I think I read Catcher in the Rye for the first time in…crap, I have no idea when, it was a long time ago. Ever since, I’ve remembered Holden referring to his roommate’s ‘mossy teeth’ in this quote. And every time I use this descriptor, no one knows what I’m talking about. So, if we’re ever talking and I bring up mossy teeth, this is what I’m referring to:

He started cleaning his goddam fingernails with the end of a match. He was always cleaning his fingernails. It was funny, in a way. His teeth were always mossy-looking, and his ears were always dirty as hell, but he was always cleaning his fingernails. I guess he thought that made him a very neat guy. He took another look at my hat while he was cleaning them. “Up home we wear a hat like that to shoot deer in, for Chrissake,” he said. “That’s a deer shooting hat.”
“Like hell it is.” I took it off and looked at it. I sort of closed one eye, like I was taking aim at it. “This is a people shooting hat,” I said. “I shoot people in this hat.”

Also, I didn’t know Chinese Democracy had a song called Catcher in the Rye, did you?

Best Books of the Year?

The Omnivoracious blog on Amazon compared their year end top 100 books list, with the New York Times 100 Notable Books and Publishers Weekly’s Best Books of 2009 to get a composite of the best books of 2009. There were 11 books that were on all 3 lists this year, plus 2 that were not on the Notable 100, but were on other NY Times lists.
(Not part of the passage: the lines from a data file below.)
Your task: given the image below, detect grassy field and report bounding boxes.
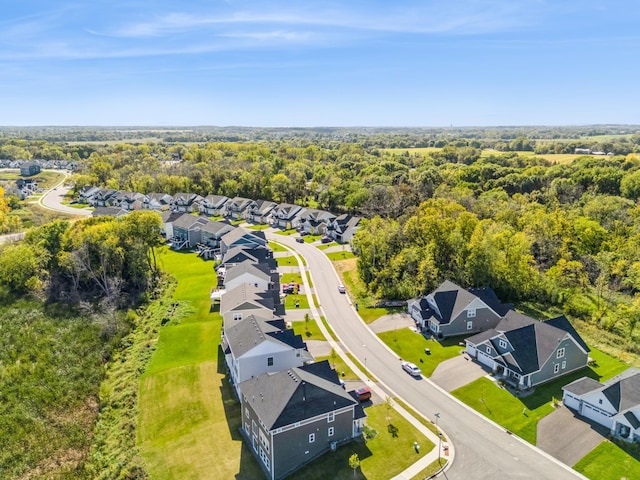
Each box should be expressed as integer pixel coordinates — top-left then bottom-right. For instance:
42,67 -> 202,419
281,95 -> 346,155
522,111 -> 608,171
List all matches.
451,349 -> 628,445
327,250 -> 356,261
573,440 -> 640,480
289,405 -> 434,480
291,317 -> 326,340
138,250 -> 261,479
378,328 -> 463,377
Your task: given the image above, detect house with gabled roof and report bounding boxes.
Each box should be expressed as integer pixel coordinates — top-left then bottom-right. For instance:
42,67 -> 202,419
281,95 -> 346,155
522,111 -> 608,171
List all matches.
299,208 -> 336,235
171,193 -> 202,213
91,207 -> 129,217
78,185 -> 100,205
200,195 -> 229,217
246,200 -> 278,224
269,203 -> 304,230
465,310 -> 590,389
220,227 -> 267,256
143,193 -> 173,212
240,360 -> 366,480
221,245 -> 278,270
327,213 -> 362,243
407,280 -> 513,338
222,314 -> 313,398
218,260 -> 280,292
224,197 -> 255,220
219,283 -> 285,322
91,188 -> 118,207
169,212 -> 210,250
562,368 -> 640,443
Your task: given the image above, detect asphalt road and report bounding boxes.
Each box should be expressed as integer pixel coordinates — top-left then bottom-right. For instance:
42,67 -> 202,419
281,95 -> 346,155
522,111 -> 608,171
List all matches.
270,234 -> 585,480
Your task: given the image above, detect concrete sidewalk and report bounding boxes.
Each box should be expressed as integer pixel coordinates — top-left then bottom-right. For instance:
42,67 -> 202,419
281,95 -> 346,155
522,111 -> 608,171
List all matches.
272,239 -> 455,480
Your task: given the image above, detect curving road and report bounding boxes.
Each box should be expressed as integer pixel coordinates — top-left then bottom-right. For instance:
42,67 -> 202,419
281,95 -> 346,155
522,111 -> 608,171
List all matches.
269,234 -> 585,480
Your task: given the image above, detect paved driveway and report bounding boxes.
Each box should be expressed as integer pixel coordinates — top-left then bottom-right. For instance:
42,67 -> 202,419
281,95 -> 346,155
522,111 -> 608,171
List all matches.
537,406 -> 608,466
429,354 -> 488,392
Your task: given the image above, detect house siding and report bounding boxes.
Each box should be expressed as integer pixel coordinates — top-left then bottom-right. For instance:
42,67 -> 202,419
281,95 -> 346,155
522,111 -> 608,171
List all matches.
439,307 -> 501,337
530,338 -> 588,387
273,409 -> 353,479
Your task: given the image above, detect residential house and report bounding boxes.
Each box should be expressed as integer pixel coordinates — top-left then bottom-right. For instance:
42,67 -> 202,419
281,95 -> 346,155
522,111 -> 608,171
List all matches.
171,193 -> 202,213
91,207 -> 129,217
113,192 -> 146,212
222,315 -> 313,398
169,212 -> 210,250
220,227 -> 267,256
246,200 -> 277,224
221,245 -> 278,271
465,310 -> 589,389
219,283 -> 284,322
240,360 -> 366,480
91,188 -> 118,207
78,185 -> 100,205
218,260 -> 280,292
299,208 -> 336,235
200,195 -> 229,217
143,193 -> 173,212
20,162 -> 40,177
562,368 -> 640,443
407,280 -> 512,338
269,203 -> 303,230
224,197 -> 255,220
327,214 -> 362,243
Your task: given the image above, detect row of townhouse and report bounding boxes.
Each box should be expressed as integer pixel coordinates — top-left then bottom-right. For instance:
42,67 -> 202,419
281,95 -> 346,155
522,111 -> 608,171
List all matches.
211,244 -> 366,479
78,186 -> 361,243
408,281 -> 640,442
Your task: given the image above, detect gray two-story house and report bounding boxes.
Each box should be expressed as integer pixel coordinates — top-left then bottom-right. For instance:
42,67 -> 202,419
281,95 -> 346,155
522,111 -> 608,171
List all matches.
465,310 -> 589,389
240,360 -> 366,480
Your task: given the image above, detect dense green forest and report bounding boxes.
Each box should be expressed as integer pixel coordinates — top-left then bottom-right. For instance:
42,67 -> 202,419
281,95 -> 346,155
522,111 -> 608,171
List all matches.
0,126 -> 640,478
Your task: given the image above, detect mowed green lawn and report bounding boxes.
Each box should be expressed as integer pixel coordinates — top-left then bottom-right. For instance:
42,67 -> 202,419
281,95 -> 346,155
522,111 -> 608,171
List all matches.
138,250 -> 261,480
378,328 -> 464,377
451,348 -> 628,445
573,440 -> 640,480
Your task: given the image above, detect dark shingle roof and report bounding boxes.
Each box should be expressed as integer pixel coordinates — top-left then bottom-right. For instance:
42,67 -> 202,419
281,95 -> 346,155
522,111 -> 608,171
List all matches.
240,360 -> 358,430
562,377 -> 602,395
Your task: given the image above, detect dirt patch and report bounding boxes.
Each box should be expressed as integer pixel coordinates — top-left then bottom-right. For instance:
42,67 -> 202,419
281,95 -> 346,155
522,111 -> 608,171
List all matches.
537,406 -> 608,466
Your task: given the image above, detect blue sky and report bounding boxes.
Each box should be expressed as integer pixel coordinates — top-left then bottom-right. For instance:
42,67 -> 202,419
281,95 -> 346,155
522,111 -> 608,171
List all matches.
0,0 -> 640,127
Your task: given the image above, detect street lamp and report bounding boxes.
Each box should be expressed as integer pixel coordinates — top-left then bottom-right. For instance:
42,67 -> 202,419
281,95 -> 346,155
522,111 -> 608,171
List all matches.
433,412 -> 442,465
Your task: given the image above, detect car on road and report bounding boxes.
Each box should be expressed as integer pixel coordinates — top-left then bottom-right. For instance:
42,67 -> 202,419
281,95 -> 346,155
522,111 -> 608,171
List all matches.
402,362 -> 422,377
355,387 -> 371,402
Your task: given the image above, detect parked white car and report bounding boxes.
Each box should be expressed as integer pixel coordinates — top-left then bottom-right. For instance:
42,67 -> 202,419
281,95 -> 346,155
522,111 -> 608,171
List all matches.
402,362 -> 422,377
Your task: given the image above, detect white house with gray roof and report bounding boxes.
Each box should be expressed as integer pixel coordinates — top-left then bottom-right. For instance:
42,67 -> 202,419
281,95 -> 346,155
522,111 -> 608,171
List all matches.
465,310 -> 589,389
240,360 -> 366,480
222,314 -> 313,398
562,368 -> 640,443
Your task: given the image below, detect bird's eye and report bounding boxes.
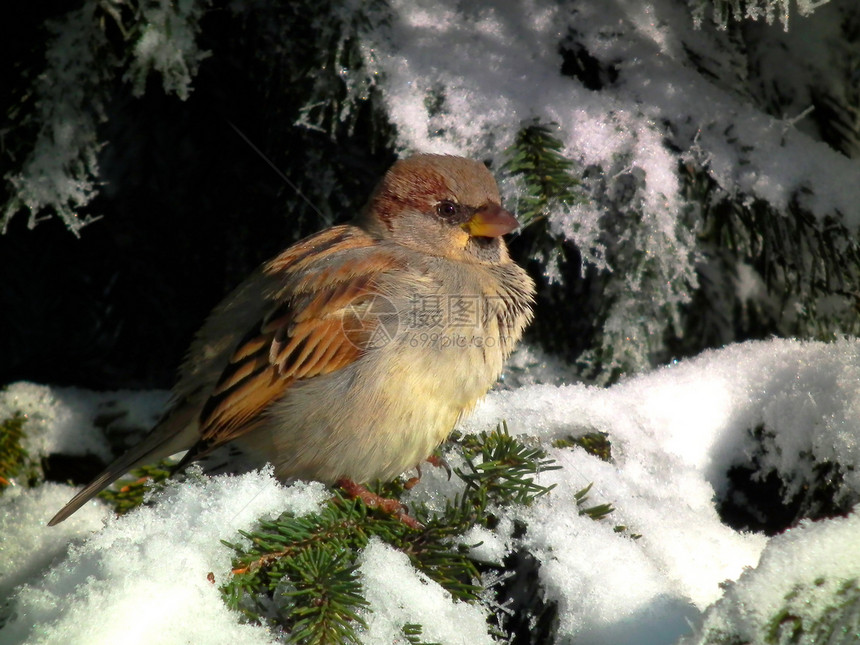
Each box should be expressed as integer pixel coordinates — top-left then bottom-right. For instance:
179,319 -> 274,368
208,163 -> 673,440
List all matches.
436,200 -> 459,217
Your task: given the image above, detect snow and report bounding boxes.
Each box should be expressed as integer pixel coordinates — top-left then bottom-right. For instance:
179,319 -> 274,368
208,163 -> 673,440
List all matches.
0,470 -> 326,645
359,539 -> 495,645
0,339 -> 860,644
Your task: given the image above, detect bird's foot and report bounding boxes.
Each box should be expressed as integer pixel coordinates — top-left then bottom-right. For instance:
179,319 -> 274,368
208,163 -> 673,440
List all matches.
403,455 -> 451,490
335,479 -> 424,530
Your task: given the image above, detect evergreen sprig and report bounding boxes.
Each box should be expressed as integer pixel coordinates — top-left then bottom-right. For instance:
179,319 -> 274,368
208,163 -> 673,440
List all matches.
222,425 -> 576,643
0,412 -> 39,491
502,120 -> 584,228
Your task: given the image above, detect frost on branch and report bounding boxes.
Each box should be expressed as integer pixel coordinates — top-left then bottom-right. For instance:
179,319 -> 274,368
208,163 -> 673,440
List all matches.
0,0 -> 208,235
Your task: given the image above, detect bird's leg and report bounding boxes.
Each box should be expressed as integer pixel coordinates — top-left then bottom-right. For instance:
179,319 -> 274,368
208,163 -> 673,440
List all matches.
403,455 -> 451,490
335,478 -> 424,529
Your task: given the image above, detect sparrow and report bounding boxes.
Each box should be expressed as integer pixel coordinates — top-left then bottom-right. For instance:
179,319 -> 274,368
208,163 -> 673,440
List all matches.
49,154 -> 535,526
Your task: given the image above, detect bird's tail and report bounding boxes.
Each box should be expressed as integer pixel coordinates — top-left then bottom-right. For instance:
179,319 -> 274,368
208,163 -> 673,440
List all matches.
48,415 -> 199,526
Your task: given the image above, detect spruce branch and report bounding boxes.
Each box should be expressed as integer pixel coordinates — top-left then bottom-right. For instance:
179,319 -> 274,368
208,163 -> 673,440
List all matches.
222,424 -> 576,643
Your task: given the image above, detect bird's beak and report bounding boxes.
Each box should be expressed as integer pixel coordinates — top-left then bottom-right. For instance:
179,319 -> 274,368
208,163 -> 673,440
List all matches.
463,202 -> 520,237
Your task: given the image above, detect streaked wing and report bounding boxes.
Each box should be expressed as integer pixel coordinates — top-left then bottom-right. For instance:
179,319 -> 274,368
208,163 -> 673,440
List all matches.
200,226 -> 402,447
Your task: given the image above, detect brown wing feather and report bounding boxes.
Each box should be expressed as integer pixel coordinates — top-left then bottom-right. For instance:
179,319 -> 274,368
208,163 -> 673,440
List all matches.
200,227 -> 402,448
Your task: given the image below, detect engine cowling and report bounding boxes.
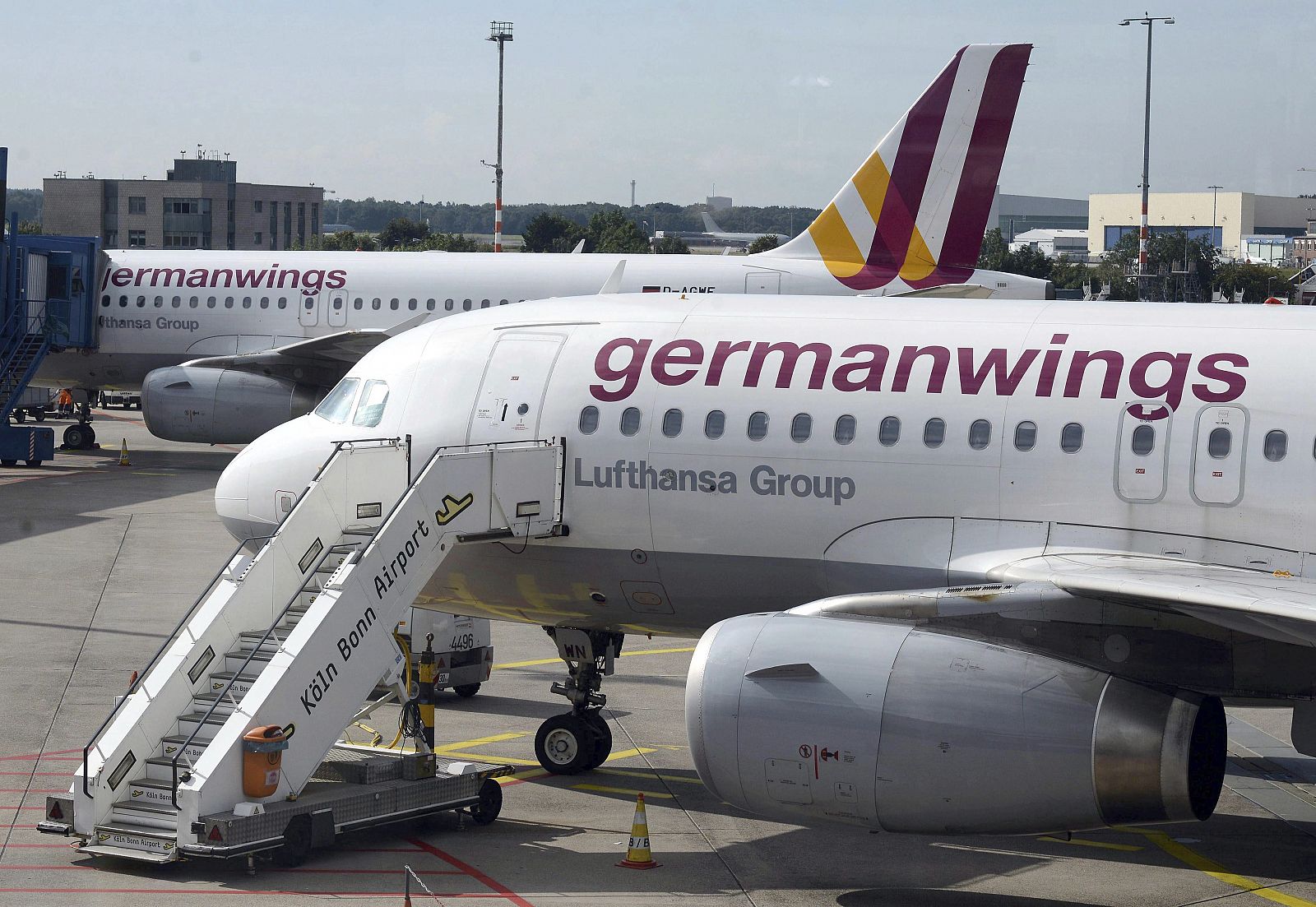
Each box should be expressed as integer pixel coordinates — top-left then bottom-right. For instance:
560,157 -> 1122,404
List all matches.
686,612 -> 1226,835
142,364 -> 327,443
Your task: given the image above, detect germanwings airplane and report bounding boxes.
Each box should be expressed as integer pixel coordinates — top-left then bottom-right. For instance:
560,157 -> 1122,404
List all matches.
38,44 -> 1053,442
215,295 -> 1316,833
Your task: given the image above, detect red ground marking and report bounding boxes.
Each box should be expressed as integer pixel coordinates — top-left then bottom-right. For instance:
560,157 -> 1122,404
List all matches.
406,837 -> 535,907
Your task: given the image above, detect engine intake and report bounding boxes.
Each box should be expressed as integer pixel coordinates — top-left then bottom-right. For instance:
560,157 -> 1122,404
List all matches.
686,612 -> 1226,833
142,364 -> 327,443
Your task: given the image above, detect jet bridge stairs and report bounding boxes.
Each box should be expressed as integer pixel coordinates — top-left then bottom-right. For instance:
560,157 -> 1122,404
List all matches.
38,438 -> 563,863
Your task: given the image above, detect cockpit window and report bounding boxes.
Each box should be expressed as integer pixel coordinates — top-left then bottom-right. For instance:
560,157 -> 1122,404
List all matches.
351,381 -> 388,428
316,377 -> 360,425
For what it’s worth, there were 13 last year and 11 in 2007. No women authors made the cut, only 2 novels, and 2 graphic novels.

Asterios Polyp by David Mazzucchelli
Await Your Reply by Dan Chaon
Sag Harbor by Colson Whitehead
The Age of Wonder by Richard Holmes
Born Round by Frank Bruni
Cheever by Blake Bailey
Columbine by Dave Cullen
Fordlandia by Greg Grandin
The Good Soldiers by David Finkel
The Lost City of Z by David Grann
Shop Class as Soulcraft by Matthew Crawford
Momofuku by David Chang and Peter Meehan (not in NYT’s 100 Notable, but in their best cookbooks list)
The Jazz Loft Project by Sam Stephenson (not in NYT’s 100 Notable, but in their Gift Books list)

Killing Yourself to Live: 85% of a True Story by Chuck Klosterman

Hearing how Chuck Klosterman’s voice sounds on Bill Simmons’ podcasts makes it a little more awesome to read this book. I thought the premise tying this book together was unnecessary, as Spin could have just sent Klosterman on a road trip. It’s worth reading even if I don’t know whether to pronounce Klosterman as Close-terman or Claws-terman.